JOHANNESBURG – For 11 years, land forces chiefs in Africa and the U.S. Army have met annually at the African Land Forces Summit, a four-day event where the group discusses security threats on the continent and how these joint forces can tackle the threats together.

Since then, the security landscape has changed significantly, and so have the ways that the militaries have tried to keep up with threats, said Major General Andrew M. Rohling, commander of the U.S. Army Southern European Task Force in Africa.

The theme of the first summit, held in Washington in 2010, was “Building and Maintaining Strong Relationships.” This year, the event went virtual and was held in one day, Wednesday, with more than 40 countries represented.

“Maintaining Security in a Degraded Environment” was this year’s theme, Rohling told journalists via teleconference from Vicenza, Italy. “We discussed military pandemic responses, the effects of the pandemic on operations and its effects on training and exercises,” he said.

Rohling said he was looking forward to “trading with our counterparts through exercises in security cooperation activities in the near future.”

“In fact in June, the United States Army Southern European Task Force, Africa … will work alongside our partners in North Africa during African Lion 21, an exercise we had to cancel last year, to be held in Morocco, Senegal and Tunisia. This will increase our interoperability with our counterparts and strengthen relationships,” Rohling said.
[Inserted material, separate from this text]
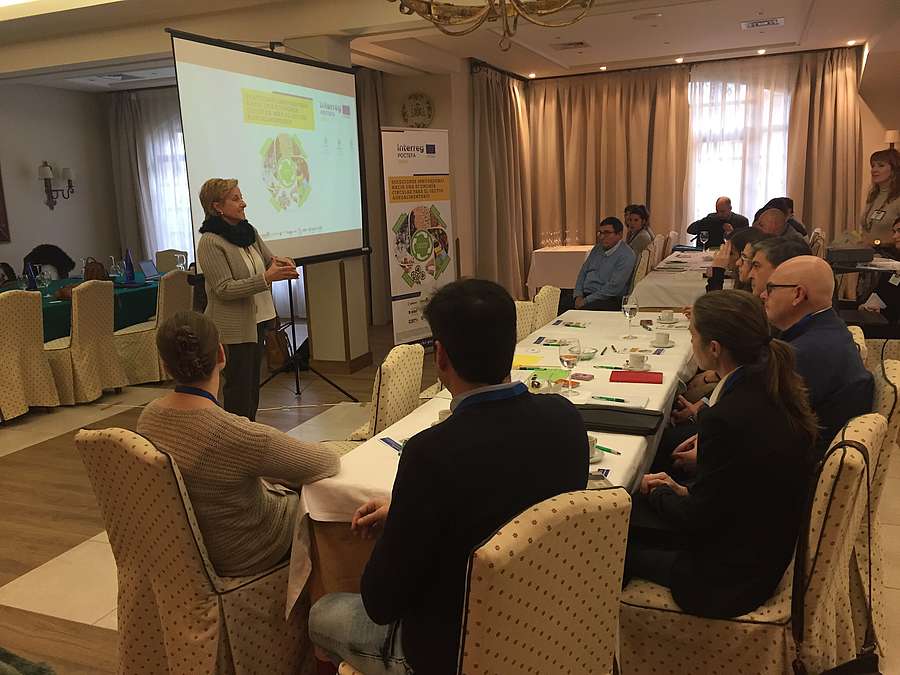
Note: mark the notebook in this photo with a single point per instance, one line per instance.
(636, 376)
The inability to get actual boots on the ground because of pandemic restrictions has transformed the way these important partnerships work, Rohling said, but not necessarily for the worse.
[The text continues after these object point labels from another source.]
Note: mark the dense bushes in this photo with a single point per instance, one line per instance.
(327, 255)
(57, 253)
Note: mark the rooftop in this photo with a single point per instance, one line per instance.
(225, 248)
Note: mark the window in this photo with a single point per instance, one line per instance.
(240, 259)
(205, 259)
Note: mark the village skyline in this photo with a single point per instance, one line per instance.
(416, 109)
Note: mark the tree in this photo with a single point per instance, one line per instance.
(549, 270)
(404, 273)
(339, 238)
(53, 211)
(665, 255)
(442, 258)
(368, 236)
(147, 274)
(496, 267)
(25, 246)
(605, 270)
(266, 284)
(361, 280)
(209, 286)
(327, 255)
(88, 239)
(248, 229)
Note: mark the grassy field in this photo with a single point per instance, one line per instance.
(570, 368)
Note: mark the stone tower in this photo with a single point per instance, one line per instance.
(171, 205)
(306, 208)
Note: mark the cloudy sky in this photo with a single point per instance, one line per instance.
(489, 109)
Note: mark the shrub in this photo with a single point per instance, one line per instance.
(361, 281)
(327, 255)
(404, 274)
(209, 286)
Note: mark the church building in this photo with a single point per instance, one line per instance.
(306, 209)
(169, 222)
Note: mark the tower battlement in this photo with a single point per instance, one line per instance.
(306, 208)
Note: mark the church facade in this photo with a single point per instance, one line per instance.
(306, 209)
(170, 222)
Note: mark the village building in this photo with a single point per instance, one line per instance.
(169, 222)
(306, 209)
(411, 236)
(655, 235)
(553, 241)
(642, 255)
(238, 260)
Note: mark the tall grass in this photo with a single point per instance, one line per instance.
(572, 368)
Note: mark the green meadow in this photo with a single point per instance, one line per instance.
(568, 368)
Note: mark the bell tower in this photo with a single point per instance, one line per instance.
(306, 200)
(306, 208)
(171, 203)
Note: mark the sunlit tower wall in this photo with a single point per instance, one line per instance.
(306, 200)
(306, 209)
“One of the things that came out as a good lesson that we learned of the pandemic is how to conduct virtual activities,” he said. “Virtual training is one, virtual engagements for sure, and virtual collaboration being another. … What we’ve been able to do over the course of the pandemic is decentralize that activity and to a point where what used to be side-by-side mission planning is now being done on collaborative tools such as Zoom and Microsoft Teams.”

And that is where he left it for this year, in the virtual realm, as the African continent and the world try to regain stability after an extremely destabilizing year.